Taken from Vorbis.com
What does the “Quality” setting mean?
Vorbis’ audio quality is not best measured in kilobits per second, but on a scale from -1 to 10 called “quality”. This change in terminology was brought about by a tuning of the variable-bitrate algorithm that produces better sound quality for a given average bitrate, but which does not adhere as strictly to that average as a target.
This new scale of measurement is not tied to a quantifiable characteristic of the stream, like bitrate, so it’s a fairly subjective metric, but provides a more stable basis of comparison to other codecs and is relatively future-proof. As Segher Boessenkool explained, “if you upgrade to a new vorbis encoder, and you keep the same quality setting, you will get smaller files which sound the same. If you keep the same nominal bitrate, you get about the same size files, which sound somewhat better.” The former behavior is the aim of the quality metric, so encoding to a target bitrate is now officially deprecated for all uses except streaming over bandwidth-critical connections.

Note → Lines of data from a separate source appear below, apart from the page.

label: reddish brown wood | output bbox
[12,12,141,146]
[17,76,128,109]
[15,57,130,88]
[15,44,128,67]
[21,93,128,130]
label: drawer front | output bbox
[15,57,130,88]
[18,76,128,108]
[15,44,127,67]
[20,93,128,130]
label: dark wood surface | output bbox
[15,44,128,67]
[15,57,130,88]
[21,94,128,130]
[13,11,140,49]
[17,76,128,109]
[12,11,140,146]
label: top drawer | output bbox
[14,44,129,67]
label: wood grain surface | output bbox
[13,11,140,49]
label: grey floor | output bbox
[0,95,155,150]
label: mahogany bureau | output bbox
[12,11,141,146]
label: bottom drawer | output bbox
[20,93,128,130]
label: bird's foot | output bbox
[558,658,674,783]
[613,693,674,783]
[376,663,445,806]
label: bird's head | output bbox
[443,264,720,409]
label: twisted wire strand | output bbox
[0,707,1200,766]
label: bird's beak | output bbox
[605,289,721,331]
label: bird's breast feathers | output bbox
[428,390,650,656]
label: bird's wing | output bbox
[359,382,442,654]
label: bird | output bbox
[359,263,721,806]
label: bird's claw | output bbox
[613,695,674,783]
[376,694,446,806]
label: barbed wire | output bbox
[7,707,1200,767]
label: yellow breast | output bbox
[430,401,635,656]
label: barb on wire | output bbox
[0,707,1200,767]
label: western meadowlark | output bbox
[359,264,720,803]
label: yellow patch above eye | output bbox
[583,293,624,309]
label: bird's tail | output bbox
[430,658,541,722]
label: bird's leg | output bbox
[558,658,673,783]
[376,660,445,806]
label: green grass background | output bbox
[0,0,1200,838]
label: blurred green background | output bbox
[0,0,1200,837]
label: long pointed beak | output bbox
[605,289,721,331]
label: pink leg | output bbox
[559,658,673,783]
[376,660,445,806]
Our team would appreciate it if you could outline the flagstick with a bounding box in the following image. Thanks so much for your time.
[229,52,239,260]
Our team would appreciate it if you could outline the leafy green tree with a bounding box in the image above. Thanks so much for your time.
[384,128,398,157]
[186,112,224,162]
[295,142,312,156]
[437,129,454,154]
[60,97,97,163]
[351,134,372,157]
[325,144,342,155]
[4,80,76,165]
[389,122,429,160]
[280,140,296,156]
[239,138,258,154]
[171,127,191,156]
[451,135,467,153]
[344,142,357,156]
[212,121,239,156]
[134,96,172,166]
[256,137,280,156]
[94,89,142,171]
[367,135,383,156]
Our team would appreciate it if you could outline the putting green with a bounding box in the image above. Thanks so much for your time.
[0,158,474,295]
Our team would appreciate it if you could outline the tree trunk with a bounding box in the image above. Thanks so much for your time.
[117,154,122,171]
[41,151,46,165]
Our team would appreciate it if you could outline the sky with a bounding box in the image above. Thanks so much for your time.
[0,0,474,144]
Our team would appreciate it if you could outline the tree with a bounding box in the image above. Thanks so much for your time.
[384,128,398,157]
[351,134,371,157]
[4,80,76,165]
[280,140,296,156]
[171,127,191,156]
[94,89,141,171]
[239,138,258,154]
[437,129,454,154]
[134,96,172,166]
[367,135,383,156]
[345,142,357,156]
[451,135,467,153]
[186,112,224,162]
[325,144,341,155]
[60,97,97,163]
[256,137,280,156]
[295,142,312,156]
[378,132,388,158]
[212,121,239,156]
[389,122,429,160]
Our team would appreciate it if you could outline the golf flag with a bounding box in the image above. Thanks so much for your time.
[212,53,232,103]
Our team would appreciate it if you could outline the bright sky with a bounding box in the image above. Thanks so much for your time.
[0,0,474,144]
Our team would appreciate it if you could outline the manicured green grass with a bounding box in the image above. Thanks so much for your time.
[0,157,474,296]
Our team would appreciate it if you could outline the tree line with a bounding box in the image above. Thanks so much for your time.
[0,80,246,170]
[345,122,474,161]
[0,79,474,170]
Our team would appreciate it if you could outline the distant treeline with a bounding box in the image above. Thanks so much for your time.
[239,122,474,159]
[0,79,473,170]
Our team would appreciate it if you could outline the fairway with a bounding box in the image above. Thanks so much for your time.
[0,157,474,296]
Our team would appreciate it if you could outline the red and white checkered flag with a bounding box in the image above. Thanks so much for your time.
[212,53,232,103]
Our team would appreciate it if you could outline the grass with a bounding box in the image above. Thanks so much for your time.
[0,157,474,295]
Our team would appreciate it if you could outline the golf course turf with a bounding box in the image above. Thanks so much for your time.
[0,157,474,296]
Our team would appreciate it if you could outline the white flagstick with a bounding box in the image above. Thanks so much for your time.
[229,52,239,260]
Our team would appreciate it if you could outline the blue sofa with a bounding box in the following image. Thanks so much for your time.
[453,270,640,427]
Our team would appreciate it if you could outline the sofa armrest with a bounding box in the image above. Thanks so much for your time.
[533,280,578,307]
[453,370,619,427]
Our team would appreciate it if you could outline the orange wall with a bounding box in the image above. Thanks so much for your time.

For now, quality 0 is roughly equivalent to 64kbps average, 5 is roughly 160kbps, and 10 gives about 400kbps. Most people seeking very-near-CD-quality audio encode at a quality of 5 or, for lossless stereo coupling, 6. The default setting is quality 3, which at approximately 110kbps gives a smaller filesize and significantly better fidelity than .mp3 compression at 128kbps.
As always, if you need CD-quality sound, neither Vorbis nor MP3 (nor any other lossy audio codec) can provide exact reproduction; instead, consider using a lossless audio compression scheme like FLAC.